Streaming Algorithms for High-Dimensional Robust Statistics
This work addresses the memory bottleneck for robust statistics in streaming settings, which is incremental but important for applications requiring real-time data processing.
The paper tackles the problem of high-dimensional robust statistics in the streaming model, where previous algorithms required storing entire datasets with quadratic memory. It presents the first efficient streaming algorithms with near-optimal memory, achieving nearly-linear space complexity for robust mean estimation and extending to tasks like robust covariance estimation and regression.
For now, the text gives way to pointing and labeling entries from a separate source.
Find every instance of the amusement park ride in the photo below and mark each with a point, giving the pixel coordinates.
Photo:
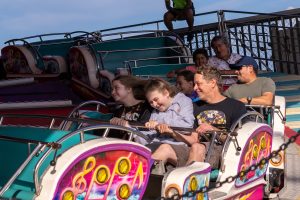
(54, 157)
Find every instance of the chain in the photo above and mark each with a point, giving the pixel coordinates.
(230, 179)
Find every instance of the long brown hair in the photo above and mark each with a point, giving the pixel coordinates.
(159, 85)
(133, 82)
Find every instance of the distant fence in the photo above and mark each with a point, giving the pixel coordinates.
(273, 39)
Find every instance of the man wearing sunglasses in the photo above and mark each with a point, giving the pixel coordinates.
(251, 89)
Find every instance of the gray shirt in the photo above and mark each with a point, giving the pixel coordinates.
(255, 89)
(179, 114)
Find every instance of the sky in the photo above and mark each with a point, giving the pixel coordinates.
(22, 18)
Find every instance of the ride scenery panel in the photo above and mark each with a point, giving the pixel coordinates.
(108, 175)
(257, 148)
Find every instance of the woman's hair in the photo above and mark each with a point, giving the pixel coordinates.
(211, 73)
(187, 74)
(200, 51)
(157, 84)
(133, 82)
(223, 39)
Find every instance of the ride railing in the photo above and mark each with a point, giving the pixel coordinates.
(271, 38)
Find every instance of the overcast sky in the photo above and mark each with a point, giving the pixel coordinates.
(21, 18)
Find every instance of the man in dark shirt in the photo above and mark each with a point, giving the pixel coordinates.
(213, 110)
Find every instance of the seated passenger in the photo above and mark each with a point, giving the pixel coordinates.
(251, 89)
(129, 91)
(223, 57)
(185, 84)
(213, 109)
(200, 58)
(170, 109)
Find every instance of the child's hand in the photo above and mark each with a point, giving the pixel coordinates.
(119, 122)
(204, 128)
(151, 124)
(164, 128)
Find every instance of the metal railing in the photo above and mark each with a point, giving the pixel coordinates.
(273, 39)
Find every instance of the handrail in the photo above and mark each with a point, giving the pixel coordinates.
(38, 56)
(40, 36)
(260, 13)
(98, 104)
(144, 49)
(149, 23)
(20, 169)
(127, 62)
(246, 47)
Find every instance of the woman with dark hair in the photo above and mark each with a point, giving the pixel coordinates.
(129, 91)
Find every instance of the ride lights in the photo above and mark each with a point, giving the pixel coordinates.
(124, 191)
(172, 191)
(277, 160)
(124, 166)
(102, 174)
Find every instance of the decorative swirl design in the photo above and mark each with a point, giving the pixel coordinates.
(92, 176)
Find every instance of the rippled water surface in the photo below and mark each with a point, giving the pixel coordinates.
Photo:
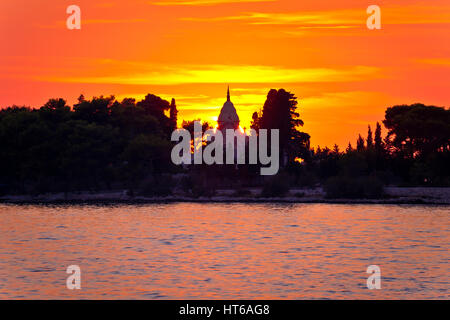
(224, 251)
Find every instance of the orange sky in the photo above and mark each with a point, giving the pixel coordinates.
(343, 74)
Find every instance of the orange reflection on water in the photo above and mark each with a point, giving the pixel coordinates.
(224, 251)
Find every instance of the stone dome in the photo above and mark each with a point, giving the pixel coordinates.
(228, 118)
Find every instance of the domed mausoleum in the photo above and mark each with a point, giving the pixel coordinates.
(228, 118)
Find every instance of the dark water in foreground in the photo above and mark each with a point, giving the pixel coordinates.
(225, 251)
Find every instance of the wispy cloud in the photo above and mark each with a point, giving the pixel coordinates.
(59, 23)
(413, 14)
(436, 61)
(201, 2)
(209, 74)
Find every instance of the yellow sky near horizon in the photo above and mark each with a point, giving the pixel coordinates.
(343, 74)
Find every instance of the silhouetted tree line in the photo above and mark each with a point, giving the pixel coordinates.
(103, 144)
(98, 144)
(415, 152)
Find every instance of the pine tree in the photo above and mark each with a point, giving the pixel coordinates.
(349, 148)
(379, 146)
(360, 143)
(336, 149)
(369, 140)
(173, 114)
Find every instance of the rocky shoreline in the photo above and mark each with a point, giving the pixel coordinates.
(393, 195)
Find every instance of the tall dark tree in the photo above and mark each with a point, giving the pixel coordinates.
(418, 130)
(255, 121)
(280, 112)
(369, 140)
(378, 139)
(360, 144)
(349, 148)
(173, 114)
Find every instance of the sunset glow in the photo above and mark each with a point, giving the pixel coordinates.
(343, 74)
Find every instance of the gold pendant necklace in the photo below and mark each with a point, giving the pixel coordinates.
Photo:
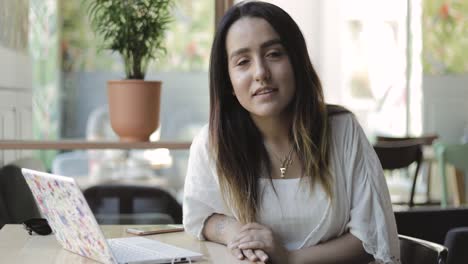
(285, 162)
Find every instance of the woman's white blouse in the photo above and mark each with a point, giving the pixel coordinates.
(300, 217)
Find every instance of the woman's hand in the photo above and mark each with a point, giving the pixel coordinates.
(223, 229)
(255, 237)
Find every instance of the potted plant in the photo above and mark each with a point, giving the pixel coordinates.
(135, 29)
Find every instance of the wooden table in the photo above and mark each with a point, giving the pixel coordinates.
(16, 246)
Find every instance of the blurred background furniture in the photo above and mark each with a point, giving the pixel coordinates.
(448, 227)
(414, 250)
(457, 156)
(456, 241)
(395, 155)
(427, 158)
(127, 204)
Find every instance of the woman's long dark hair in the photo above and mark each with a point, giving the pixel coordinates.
(235, 141)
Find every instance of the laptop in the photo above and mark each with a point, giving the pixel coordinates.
(63, 205)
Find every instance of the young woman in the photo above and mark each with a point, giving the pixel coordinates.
(277, 175)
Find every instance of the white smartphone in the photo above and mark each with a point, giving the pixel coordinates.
(155, 229)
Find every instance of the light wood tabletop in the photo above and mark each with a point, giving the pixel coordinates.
(17, 246)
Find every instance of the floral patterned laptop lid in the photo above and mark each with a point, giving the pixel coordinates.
(65, 208)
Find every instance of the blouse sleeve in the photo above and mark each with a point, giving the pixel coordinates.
(371, 217)
(202, 196)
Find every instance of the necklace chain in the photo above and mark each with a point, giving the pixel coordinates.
(285, 162)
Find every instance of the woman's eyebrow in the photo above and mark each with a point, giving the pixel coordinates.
(263, 45)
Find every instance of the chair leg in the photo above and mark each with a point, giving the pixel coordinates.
(444, 199)
(428, 190)
(413, 187)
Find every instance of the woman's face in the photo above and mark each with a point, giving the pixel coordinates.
(259, 68)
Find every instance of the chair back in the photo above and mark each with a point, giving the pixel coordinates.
(129, 204)
(455, 154)
(414, 250)
(398, 154)
(456, 241)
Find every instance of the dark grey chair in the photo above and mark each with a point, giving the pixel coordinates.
(418, 251)
(128, 204)
(456, 241)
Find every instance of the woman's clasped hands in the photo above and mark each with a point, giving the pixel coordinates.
(257, 242)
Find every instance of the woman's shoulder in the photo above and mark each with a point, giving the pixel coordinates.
(339, 117)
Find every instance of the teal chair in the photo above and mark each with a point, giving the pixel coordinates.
(454, 154)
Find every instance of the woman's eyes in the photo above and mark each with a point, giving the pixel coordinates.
(242, 62)
(270, 55)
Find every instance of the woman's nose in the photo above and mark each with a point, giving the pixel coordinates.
(261, 71)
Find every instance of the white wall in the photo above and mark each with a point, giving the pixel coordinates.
(15, 100)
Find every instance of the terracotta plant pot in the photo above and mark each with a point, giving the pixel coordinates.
(134, 108)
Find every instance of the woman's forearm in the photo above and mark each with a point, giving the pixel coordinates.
(221, 228)
(344, 249)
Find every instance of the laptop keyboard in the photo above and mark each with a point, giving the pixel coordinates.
(125, 252)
We study high-dimensional robust statistics tasks in the streaming model. A recent line of work obtained computationally efficient algorithms for a range of high-dimensional robust estimation tasks. Unfortunately, all previous algorithms require storing the entire dataset, incurring memory at least quadratic in the dimension. In this work, we develop the first efficient streaming algorithms for high-dimensional robust statistics with near-optimal memory requirements (up to logarithmic factors). Our main result is for the task of high-dimensional robust mean estimation in (a strengthening of) Huber's contamination model. We give an efficient single-pass streaming algorithm for this task with near-optimal error guarantees and space complexity nearly-linear in the dimension. As a corollary, we obtain streaming algorithms with near-optimal space complexity for several more complex tasks, including robust covariance estimation, robust regression, and more generally robust stochastic optimization.